Après s’être installés quai Colbert 20 ans plus tôt, les établissements Nillus installent en 1853, sur la berge est du bassin de L’Eure, un chantier pour le montage de coques en fer. Le chantier, qui employait 200 ouvriers en 1860, verra la construction de 25 navires. À la mort de Charles Nillus, en 1884, l’entreprise, qui avait vu le jour sous la forme d’une petite entreprise de serrurerie rue de la Gaffe au Havre, sera reprise par Les Chantiers de la Loire.

Les trois décennies suivantes, le quartier va continuer à se structurer, à s’industrialiser, à s’urbaniser. Et, en 1883, c’est l’entreprise Caillard qui transfère ses ateliers du quai d’Orléans au numéro 20 de la rue de Prony. 120 ouvriers, 2500 mètres carrés d’ateliers. En 1895, l’usine est agrandie et on y ouvre un atelier de chaudronnerie. Elle sera reconstruite en 1946, car les bombardements de la seconde guerre mondiale l’avait entièrement détruite. C’est à cette occasion que l’usine est étendue jusqu’à la rue Bellot. Après bien des aléas, elle fermera définitivement le 31 décembre 2001.

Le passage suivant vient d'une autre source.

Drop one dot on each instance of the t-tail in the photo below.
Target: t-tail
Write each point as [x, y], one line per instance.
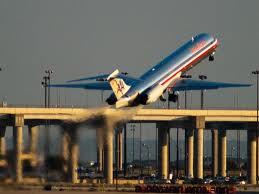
[118, 86]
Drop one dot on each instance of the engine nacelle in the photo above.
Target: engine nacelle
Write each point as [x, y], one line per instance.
[151, 95]
[111, 100]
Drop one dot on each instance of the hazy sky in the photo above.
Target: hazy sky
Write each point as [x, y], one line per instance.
[83, 38]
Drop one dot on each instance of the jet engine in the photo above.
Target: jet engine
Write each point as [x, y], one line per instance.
[151, 95]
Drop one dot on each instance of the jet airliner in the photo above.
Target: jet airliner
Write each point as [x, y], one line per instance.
[149, 87]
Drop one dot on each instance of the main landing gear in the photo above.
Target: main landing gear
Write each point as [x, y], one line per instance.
[211, 57]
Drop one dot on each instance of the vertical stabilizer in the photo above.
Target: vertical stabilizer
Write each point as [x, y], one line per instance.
[118, 86]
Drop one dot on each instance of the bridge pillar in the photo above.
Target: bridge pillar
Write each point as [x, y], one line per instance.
[108, 154]
[2, 141]
[198, 153]
[33, 139]
[251, 156]
[214, 133]
[73, 156]
[222, 152]
[198, 147]
[64, 149]
[18, 147]
[119, 147]
[3, 161]
[257, 152]
[99, 138]
[163, 151]
[189, 146]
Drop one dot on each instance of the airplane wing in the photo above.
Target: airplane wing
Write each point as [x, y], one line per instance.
[104, 77]
[190, 84]
[89, 86]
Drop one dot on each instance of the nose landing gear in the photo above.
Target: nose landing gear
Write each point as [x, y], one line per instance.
[211, 57]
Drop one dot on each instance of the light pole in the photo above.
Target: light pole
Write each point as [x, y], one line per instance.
[148, 154]
[256, 72]
[185, 134]
[140, 148]
[133, 141]
[46, 83]
[125, 151]
[202, 77]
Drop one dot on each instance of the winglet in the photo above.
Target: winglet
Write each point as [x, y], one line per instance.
[113, 75]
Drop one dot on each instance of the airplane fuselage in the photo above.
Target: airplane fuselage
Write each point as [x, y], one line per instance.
[158, 78]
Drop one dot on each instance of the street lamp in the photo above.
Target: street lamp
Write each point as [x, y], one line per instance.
[140, 150]
[133, 141]
[185, 134]
[148, 154]
[202, 77]
[46, 83]
[185, 91]
[256, 72]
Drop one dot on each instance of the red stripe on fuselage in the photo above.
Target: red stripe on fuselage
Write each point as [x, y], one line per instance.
[192, 62]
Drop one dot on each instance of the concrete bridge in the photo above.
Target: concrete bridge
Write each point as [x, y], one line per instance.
[193, 121]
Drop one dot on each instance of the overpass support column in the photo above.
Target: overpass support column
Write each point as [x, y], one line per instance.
[257, 152]
[189, 154]
[108, 153]
[64, 149]
[33, 137]
[18, 146]
[99, 138]
[198, 148]
[222, 153]
[251, 156]
[2, 141]
[214, 133]
[73, 156]
[163, 151]
[119, 149]
[3, 161]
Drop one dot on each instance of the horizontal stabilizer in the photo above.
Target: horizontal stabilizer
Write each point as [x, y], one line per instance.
[88, 86]
[190, 84]
[104, 77]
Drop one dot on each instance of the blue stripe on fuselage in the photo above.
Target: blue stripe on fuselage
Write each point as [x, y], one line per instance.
[172, 63]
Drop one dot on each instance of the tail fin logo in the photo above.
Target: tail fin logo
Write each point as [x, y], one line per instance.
[120, 86]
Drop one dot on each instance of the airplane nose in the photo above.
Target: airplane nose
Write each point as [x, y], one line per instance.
[123, 102]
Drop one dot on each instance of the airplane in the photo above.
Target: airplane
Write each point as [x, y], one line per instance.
[168, 74]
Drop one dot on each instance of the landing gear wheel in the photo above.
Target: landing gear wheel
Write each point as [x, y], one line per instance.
[211, 58]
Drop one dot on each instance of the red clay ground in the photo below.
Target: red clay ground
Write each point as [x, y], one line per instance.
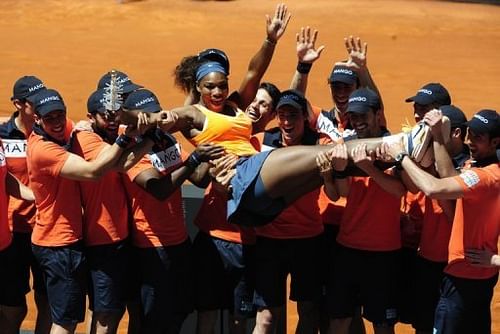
[70, 44]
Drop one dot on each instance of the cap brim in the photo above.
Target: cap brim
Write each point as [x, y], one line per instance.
[344, 79]
[151, 108]
[44, 110]
[289, 103]
[131, 87]
[358, 108]
[477, 126]
[420, 99]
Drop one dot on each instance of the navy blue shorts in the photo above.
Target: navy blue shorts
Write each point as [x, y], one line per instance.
[27, 261]
[12, 288]
[108, 267]
[224, 275]
[65, 271]
[464, 306]
[166, 286]
[369, 279]
[428, 278]
[407, 284]
[249, 204]
[276, 258]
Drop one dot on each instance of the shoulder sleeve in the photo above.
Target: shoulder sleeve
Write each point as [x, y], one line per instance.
[478, 179]
[142, 165]
[88, 145]
[314, 117]
[48, 157]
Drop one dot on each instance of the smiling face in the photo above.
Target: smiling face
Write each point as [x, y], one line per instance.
[106, 122]
[213, 89]
[340, 94]
[261, 107]
[419, 110]
[291, 122]
[54, 124]
[367, 124]
[481, 145]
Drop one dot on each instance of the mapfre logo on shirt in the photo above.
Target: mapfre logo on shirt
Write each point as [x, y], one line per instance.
[15, 148]
[168, 158]
[470, 178]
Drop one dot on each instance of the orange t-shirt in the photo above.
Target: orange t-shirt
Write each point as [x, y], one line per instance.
[300, 220]
[5, 234]
[412, 217]
[477, 220]
[21, 213]
[231, 132]
[436, 231]
[331, 212]
[105, 212]
[371, 217]
[156, 223]
[58, 220]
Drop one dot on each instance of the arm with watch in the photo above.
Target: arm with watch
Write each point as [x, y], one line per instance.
[446, 188]
[162, 186]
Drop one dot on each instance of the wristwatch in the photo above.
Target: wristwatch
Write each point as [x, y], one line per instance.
[399, 159]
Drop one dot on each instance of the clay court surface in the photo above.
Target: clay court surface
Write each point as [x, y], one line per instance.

Le Havre, principal port d’importation des minerais de Nouvelle-Calédonie, était tout naturellement le site idéal pour l’implantation d’une usine pour le traitement et l’affinage de ces produits. L’usine du Nickel s’installa donc en 1888 rue du docteur Piasceki, En 1978, l’usine sera transférée sur la zone industrielle.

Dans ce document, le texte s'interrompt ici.